Of course, a lot of these concerns can be alleviated by getting to know the parent, something 84% of respondents said they would try to do ahead of the playdate. While 75% of parents would also ask whether or not the kids would be supervised, fewer of them were willing to ask about other concerns like weapons in the households or injury risks like pools or trampolines. Interestingly enough, only 1 out of 4 parents said they had been asked questions before hosting a playdate despite the fact that 73% said they would not be offended if a parent wanted to do some research ahead of time.

Obviously it can be incredibly uncomfortable asking people you haven't met personal questions, but the reality is that children benefit greatly from playdates.

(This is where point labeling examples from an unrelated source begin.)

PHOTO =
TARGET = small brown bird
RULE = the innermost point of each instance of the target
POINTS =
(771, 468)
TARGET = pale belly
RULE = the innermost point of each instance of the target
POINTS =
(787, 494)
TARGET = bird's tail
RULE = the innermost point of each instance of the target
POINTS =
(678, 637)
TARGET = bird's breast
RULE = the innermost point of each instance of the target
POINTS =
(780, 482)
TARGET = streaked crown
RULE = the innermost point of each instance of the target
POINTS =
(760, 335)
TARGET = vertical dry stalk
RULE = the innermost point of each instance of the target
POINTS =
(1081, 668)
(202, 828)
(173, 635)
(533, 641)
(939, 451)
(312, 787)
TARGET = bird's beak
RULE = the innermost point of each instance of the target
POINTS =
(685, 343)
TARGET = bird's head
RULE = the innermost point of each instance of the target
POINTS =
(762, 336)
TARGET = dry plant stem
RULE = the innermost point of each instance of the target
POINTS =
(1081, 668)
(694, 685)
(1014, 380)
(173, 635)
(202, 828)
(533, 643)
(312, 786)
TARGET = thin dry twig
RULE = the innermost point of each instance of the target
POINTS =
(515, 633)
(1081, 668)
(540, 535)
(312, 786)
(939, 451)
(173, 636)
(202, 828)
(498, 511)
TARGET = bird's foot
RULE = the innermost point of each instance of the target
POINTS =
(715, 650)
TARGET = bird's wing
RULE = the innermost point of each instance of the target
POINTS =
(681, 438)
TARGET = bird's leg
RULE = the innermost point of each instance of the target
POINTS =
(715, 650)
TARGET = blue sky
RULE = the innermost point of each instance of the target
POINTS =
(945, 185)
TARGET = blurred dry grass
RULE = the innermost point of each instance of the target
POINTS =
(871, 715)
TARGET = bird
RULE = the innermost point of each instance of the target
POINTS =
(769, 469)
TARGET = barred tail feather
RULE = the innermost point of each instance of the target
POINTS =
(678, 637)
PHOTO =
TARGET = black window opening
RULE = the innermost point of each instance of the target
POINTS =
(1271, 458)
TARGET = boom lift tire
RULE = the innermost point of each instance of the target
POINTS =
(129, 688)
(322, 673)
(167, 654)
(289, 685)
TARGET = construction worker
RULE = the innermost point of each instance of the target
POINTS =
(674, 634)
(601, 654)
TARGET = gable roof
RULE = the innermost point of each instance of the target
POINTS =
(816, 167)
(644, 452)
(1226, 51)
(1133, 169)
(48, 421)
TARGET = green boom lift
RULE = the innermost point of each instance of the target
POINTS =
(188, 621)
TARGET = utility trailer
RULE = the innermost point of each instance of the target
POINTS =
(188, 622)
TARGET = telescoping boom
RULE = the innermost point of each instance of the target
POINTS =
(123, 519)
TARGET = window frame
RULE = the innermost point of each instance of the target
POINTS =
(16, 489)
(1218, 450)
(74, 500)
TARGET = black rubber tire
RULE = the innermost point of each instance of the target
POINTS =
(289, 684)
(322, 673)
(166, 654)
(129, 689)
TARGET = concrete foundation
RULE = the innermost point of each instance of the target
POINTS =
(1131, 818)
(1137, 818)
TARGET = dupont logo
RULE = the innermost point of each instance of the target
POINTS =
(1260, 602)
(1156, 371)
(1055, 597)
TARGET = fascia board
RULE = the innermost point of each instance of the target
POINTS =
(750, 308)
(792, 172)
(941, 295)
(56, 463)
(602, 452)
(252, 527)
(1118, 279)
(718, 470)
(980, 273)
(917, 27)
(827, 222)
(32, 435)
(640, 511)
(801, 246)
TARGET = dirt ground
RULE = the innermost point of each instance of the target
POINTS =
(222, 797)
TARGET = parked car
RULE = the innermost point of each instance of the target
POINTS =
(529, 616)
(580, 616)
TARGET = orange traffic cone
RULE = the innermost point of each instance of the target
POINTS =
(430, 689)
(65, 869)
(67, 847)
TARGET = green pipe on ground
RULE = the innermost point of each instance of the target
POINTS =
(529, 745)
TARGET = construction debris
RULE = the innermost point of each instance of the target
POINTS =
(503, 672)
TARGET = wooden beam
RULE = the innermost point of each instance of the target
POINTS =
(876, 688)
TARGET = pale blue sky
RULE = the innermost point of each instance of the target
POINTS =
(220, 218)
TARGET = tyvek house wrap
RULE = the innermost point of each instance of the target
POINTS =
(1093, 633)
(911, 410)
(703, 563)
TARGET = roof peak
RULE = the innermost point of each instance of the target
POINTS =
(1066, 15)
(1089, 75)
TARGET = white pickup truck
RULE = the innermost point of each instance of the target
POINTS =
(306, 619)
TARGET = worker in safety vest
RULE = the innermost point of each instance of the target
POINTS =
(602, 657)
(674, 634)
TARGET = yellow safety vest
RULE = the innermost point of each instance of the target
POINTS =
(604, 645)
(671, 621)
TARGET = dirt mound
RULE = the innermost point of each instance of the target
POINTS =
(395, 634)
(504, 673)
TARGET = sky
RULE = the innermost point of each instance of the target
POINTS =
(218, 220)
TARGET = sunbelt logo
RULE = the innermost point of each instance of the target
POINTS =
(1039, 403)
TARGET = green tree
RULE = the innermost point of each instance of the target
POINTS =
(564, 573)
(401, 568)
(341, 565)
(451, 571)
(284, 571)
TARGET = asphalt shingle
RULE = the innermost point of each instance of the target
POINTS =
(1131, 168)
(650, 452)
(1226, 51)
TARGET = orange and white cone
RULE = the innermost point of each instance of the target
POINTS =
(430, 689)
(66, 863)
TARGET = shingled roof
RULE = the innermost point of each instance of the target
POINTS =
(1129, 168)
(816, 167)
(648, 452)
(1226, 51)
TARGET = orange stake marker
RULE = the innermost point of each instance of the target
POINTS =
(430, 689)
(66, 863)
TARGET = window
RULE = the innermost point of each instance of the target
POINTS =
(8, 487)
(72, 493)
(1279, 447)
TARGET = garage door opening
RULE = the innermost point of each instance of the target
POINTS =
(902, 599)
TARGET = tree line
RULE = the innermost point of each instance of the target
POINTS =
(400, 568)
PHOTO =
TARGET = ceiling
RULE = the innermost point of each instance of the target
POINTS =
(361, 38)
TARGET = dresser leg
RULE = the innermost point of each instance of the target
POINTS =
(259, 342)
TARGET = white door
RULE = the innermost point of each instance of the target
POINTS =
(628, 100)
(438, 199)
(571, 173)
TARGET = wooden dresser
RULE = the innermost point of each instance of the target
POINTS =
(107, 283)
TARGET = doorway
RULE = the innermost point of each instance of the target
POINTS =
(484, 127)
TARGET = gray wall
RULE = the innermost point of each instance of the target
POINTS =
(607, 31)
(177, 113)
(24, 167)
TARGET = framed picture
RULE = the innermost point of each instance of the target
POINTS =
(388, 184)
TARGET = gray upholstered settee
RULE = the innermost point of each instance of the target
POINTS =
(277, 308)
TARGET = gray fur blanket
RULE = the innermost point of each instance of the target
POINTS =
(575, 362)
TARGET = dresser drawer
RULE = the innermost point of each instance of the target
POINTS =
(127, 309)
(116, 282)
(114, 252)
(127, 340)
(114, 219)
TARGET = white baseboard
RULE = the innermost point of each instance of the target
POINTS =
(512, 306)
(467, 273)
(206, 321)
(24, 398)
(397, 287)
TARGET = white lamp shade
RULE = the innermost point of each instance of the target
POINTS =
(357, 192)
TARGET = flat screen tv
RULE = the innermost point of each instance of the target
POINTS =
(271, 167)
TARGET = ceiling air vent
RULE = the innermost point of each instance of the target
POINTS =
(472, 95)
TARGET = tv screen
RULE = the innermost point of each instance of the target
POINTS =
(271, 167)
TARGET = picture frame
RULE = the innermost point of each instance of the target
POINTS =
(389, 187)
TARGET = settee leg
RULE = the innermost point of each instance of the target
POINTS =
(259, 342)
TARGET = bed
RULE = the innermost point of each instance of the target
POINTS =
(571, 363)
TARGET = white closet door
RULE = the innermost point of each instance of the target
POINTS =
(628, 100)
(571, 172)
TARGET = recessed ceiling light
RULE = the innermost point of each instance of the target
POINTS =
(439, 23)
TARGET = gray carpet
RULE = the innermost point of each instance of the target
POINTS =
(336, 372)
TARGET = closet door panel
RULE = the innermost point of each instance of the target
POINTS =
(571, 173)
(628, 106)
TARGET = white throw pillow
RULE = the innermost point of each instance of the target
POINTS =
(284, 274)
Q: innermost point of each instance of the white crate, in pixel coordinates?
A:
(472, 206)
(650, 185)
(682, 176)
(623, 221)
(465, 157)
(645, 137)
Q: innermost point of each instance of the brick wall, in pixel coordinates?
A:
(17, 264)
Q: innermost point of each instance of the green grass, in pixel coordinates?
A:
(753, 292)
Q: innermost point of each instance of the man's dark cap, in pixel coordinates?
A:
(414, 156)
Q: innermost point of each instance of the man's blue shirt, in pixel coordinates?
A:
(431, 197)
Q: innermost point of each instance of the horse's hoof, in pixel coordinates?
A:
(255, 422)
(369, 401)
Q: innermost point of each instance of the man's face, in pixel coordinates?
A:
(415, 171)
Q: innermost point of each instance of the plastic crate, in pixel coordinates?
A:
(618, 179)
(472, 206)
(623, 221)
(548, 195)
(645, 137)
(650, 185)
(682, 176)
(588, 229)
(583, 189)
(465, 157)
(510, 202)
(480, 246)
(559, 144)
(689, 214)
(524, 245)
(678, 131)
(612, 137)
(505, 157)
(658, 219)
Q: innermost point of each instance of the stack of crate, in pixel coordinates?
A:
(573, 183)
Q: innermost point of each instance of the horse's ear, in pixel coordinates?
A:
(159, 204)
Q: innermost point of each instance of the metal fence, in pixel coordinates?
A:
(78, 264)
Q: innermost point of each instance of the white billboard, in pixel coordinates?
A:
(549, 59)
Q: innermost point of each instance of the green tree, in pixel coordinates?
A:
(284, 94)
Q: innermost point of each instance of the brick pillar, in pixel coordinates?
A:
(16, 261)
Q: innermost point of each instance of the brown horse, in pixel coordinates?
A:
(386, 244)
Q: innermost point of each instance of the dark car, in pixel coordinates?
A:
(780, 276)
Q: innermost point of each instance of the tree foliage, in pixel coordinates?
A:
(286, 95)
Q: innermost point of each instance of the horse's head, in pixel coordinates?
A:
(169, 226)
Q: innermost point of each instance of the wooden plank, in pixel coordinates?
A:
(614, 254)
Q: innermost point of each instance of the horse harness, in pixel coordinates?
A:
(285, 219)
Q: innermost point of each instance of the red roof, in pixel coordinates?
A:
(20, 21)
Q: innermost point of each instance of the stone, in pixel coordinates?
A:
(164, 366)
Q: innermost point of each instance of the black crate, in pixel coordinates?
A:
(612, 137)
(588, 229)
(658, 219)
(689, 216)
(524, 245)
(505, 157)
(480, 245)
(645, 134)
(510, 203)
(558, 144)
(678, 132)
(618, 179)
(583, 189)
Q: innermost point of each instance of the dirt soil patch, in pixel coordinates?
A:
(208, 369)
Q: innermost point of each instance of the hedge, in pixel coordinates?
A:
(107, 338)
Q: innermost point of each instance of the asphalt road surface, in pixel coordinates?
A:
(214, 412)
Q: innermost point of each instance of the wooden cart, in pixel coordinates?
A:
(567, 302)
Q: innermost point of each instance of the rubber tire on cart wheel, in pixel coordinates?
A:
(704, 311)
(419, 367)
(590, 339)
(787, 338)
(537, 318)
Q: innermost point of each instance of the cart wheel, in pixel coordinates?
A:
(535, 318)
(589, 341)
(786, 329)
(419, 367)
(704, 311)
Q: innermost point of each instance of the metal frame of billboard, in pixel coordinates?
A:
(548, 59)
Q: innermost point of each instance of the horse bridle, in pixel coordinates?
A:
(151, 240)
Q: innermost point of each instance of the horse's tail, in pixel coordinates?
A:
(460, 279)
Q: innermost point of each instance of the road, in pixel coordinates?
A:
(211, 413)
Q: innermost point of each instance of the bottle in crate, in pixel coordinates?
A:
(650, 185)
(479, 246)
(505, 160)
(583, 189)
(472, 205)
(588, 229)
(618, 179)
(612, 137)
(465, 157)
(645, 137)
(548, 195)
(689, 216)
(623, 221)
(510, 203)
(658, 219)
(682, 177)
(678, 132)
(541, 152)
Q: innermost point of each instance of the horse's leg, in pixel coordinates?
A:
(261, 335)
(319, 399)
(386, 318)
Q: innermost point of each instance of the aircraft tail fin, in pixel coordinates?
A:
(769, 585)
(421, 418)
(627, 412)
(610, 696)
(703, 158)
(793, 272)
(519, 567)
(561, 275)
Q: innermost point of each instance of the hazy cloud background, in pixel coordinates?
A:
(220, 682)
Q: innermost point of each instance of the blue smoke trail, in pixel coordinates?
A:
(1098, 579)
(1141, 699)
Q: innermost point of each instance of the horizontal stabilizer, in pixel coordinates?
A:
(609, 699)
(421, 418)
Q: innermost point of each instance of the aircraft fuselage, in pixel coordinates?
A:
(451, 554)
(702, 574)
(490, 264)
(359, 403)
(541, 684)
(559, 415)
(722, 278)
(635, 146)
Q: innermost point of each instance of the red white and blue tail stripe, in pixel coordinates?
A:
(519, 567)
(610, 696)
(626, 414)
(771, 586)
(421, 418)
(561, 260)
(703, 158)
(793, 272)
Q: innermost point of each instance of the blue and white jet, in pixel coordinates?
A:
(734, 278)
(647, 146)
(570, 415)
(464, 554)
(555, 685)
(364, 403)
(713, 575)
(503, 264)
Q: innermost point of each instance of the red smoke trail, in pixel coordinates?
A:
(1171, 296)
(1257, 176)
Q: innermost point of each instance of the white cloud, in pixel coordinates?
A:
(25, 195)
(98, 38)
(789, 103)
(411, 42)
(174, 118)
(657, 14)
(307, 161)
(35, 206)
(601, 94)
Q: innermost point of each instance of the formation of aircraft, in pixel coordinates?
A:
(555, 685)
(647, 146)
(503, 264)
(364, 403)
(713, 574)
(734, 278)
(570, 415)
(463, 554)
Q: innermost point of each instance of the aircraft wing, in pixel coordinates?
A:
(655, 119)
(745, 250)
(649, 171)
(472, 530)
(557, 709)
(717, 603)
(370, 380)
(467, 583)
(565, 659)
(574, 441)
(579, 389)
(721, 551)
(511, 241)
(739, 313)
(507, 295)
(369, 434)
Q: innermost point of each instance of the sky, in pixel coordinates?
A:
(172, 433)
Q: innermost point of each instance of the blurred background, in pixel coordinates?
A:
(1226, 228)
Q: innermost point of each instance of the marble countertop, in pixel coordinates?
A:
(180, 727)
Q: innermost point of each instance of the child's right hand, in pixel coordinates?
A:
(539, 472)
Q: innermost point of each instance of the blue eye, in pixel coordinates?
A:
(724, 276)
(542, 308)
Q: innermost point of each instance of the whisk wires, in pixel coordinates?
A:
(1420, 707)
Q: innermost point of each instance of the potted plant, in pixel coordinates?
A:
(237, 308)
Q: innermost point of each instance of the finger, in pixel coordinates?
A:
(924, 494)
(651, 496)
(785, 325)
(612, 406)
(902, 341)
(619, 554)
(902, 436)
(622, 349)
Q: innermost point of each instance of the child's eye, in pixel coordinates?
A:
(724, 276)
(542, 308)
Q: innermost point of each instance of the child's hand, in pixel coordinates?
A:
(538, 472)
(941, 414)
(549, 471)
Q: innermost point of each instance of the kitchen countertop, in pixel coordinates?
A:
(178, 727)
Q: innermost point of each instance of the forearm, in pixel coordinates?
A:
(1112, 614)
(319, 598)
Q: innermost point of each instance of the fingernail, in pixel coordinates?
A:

As study lead author and Mott Poll co-director Sarah Clark explained to Sci Tech Daily, "Playdates allow children to develop independence, gain experience interacting with other children in an unstructured setting, and have fun with a friend."

However, Clark also noted in the same statement to Sci Tech Daily that parents "need to feel confident that their child will be safe and appropriately supervised" before a playdate, and asking host parents certain safety questions can help.

Clark recommends devising a checklist of questions to ask parents and arranging a meeting ahead of time if possible. Because you don't want your kids to miss out on such an important aspect of their social development simply because you feel uncomfortable. And let's not forget the added potential bonus: Mom friends. They're kind of the best.